Major floods, generally originating in heavy rainfall in western Queensland, initiate a period of rapid, opportunistic plant growth and an influx of wildlife, especially of large numbers of waterbirds such as ducks, cormorants, pelicans, ibises, spoonbills, herons and waders that aggregate to feed and breed before dispersing as the waters recede.

Mammals present in the area include red kangaroos, dingos and, in the wetlands, rakali. There are also a variety of frogs and reptiles, including the inland taipan.

==Protected area status==

===Australian government===
The wetland system has recognition both internationally under the Ramsar Convention and within Australia with an identical listing in "A Directory of Important Wetlands in Australia" (DIWA). It was listed on 15 June 1987 as Ramsar site 376 while it was listed in DIWA prior to 1995. While the Ramsar convention is a treaty obligation of the Australian government, jurisdiction for the management of the wetland system lies with the South Australian government agency, the Department of Environment, Water and Natural Resources.
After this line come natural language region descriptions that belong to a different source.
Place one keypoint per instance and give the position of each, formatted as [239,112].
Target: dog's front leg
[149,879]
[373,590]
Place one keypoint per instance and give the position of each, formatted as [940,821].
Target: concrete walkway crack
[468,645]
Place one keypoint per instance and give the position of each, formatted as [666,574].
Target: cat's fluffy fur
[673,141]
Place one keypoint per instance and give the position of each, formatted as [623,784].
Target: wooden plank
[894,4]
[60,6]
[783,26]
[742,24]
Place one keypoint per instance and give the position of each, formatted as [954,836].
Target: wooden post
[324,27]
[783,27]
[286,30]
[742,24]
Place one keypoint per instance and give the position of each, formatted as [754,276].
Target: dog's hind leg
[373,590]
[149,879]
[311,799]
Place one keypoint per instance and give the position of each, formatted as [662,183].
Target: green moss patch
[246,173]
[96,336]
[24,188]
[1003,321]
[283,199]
===South Australian government===
The following protected areas proclaimed under the National Parks and Wildlife Act 1972 (SA) exist either wholly or partially within the extent of the wetland system: the Innamincka Regional Reserve, the Malkumba-Coongie Lakes National Park and the Strzelecki Regional Reserve.

===Non-statutory arrangements===

====Coongie Lakes Important Bird Area====
An area of 593.2 km2 located at the northern of the wetland system and that is specifically associated with a number of water bodies has been identified as an important bird area by Birdlife International because it supports “more than 1% of the world populations of 12 species of waterbird and shorebird” as well as “populations of the vulnerable Australian painted snipe, the near threatened blue-billed duck, the restricted-range Eyrean grasswren and five species restricted to the arid biome.”